I’ve written a fair bit about implementing change in the past, including two articles at the Ministry of Testing site on Introducing Colleagues to Exploratory Testing and going about implementing change when you’re not a manager.
However, in this post, I would like to dive deeper into how the status quo bias makes implementing change rather difficult.
Status quo bias is evident when people prefer things to stay the same by doing nothing or by sticking with a decision made previously.https://www.behavioraleconomics.com/resources/mini-encyclopedia-of-be/status-quo-bias/
One of the key aspects of the status quo bias that makes it so difficult to implement change is that it’s generally easier to do nothing i.e. to not try and implement change in the first place. Even if people are unhappy with how things are, you’d be surprised by how the same people may not be open to ideas to change – that would help fix what is making them unhappy.
To take it out of a work context, if you’ve ever had a friend complain (on and on and on) about their romantic partner and talk about how unhappy they are with them – but then they never want to do anything to fix their problems or leave their romantic partner – then you’ve seen how powerful the status quo bias can be.
Actually, the status quo bias reminds me a lot of this saying:
better the devil you know than the devil you don’t
– used to say that it is better with a difficult person or situation one knows than with a new person or situation that could be worse.https://www.merriam-webster.com/dictionary/better%20the%20devil%20you%20know%20than%20the%20devil%20you%20don%27t
I bring this up because I want to remind people that just because people are unhappy with how things are does not necessarily mean they will be open to change. They may be more likely to be open to any ideas you might have, but you shouldn’t just assume that they’ll be on board for any possible changes you may want to implement.
Another key aspect of status quo bias that can make it difficult to implement change is that people may assume the status quo is better than any change you may try to implement because whoever made the decisions previously to make things the way they are now – must’ve done this for a reason. They’ll assume that, that person knew what they were doing.

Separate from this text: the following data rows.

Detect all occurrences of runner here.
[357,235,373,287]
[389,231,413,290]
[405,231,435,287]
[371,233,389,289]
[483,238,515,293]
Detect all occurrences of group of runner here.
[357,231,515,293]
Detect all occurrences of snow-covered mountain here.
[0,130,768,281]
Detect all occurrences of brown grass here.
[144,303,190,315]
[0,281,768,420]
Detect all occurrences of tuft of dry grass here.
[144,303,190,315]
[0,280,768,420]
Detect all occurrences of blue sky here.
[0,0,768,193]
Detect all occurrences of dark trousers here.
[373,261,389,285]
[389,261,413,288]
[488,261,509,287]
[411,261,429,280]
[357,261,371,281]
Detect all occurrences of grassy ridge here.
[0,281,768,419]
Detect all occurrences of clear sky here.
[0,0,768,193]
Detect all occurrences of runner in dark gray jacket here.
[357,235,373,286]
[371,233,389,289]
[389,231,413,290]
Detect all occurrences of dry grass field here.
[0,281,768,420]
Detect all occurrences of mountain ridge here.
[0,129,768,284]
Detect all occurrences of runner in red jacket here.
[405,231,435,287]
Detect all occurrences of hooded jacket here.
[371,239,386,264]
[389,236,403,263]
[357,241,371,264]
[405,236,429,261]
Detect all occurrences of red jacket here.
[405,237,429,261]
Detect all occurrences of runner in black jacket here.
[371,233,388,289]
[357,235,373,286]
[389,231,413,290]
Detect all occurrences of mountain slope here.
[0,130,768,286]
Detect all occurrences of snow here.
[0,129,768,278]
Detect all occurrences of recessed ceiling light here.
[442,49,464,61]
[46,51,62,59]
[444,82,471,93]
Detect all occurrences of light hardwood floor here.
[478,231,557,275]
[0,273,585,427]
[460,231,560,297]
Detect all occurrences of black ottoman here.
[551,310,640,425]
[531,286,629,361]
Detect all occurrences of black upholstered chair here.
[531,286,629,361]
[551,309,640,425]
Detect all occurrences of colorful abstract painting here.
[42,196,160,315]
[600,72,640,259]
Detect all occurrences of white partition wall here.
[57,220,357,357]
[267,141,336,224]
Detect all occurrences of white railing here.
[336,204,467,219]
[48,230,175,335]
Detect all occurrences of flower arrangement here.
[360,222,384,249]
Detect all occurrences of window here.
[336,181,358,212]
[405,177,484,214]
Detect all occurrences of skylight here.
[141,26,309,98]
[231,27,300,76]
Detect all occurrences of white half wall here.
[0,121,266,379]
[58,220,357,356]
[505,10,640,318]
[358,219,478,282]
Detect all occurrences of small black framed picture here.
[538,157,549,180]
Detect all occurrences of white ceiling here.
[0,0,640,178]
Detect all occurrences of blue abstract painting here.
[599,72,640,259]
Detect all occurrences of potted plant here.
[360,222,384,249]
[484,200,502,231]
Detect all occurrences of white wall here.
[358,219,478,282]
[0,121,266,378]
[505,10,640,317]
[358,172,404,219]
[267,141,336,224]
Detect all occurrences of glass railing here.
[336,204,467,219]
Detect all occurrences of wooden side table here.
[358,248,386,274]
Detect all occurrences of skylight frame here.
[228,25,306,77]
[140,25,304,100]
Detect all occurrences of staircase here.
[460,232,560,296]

Now a key part here when dealing with this aspect is:
When trying to talk to people about implementing change, you can share your thoughts that, at the time (when previous decisions were made), these decisions were best for that context. But since the context has changed, it is also time to implement change to be more suitable for the context you are in now.

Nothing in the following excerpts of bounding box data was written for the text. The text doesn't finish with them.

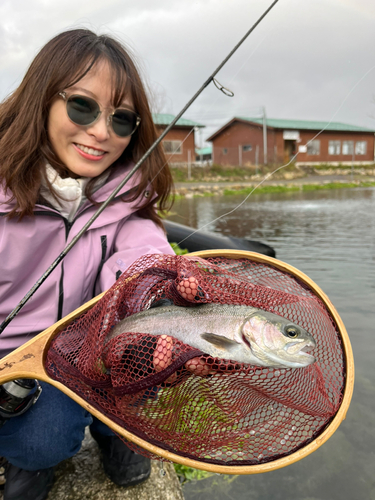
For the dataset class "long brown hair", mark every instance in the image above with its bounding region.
[0,29,173,226]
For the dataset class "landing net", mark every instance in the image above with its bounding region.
[46,255,345,466]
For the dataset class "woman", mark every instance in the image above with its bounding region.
[0,29,173,500]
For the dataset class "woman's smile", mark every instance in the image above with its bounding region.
[48,61,134,177]
[73,143,107,161]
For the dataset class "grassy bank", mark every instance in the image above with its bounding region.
[223,182,375,195]
[171,163,375,182]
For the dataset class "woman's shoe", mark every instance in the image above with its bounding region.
[91,431,151,488]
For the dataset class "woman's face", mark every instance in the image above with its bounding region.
[48,61,135,177]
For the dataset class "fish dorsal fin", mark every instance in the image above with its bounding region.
[201,333,238,351]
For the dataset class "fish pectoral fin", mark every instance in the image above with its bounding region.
[201,333,238,351]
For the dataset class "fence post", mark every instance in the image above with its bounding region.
[188,149,191,181]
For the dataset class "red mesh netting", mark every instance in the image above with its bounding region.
[46,255,345,465]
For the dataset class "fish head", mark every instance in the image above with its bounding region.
[242,311,316,368]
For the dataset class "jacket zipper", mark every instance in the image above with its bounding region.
[92,235,107,297]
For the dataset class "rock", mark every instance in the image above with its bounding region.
[0,432,184,500]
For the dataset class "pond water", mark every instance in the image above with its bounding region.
[169,188,375,500]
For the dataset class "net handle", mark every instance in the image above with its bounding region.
[0,250,354,475]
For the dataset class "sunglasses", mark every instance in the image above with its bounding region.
[59,92,141,137]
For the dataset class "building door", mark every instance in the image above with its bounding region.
[284,139,297,163]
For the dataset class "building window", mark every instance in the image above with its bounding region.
[342,141,354,155]
[307,139,320,155]
[355,141,367,155]
[328,141,341,155]
[163,141,182,155]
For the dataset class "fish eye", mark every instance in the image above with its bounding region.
[285,326,299,339]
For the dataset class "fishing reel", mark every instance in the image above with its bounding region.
[0,378,42,428]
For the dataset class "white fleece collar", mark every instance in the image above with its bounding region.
[40,163,109,222]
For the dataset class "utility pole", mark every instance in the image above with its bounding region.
[263,106,267,165]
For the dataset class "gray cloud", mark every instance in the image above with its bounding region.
[0,0,375,145]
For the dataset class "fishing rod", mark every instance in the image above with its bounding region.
[0,0,279,334]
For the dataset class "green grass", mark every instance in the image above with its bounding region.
[173,464,213,484]
[171,243,189,255]
[224,186,300,195]
[224,182,375,195]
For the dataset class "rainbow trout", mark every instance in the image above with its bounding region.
[107,304,316,368]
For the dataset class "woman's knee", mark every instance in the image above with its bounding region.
[0,384,92,470]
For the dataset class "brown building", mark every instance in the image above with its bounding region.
[152,113,204,165]
[207,118,375,165]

Here’s an example of what that might look like:
Let’s say you used to be in a fairly large scrum team and your team would have daily stand-ups for 30 minutes each weekday. Your team didn’t always use up the whole 30 minutes but it was common to have the meeting expand to fill in the time (i.e. some people would keep talking while others would bring up other topics since you were already together as a team). About half the team start to complain about how long standup is and how they could be doing something better with their time.
Recently your team has been split up into two – which means you are a more reasonably sized team (6 people). However 30 minutes are still set aside for standup each day. Some people are still complaining about how long standup is and how they could be doing something better with their time.
You try suggesting that the team has 15 minute stand-ups instead as that should be more than enough time to achieve the purpose of a standup.
But you meet resistance to your idea (even from 1 or 2 of the people who were complaining about how long standup takes) with concerns like:
What if we need extra time to discuss something?
We could always finish standup early instead of only reserving 15 minutes for standup?
You are now clearly seeing the status quo bias at play.
But it would be important to remind your team that the context has changed (as your team is now half the size) and that 15 minutes should be more than sufficient to achieve the purpose of a standup.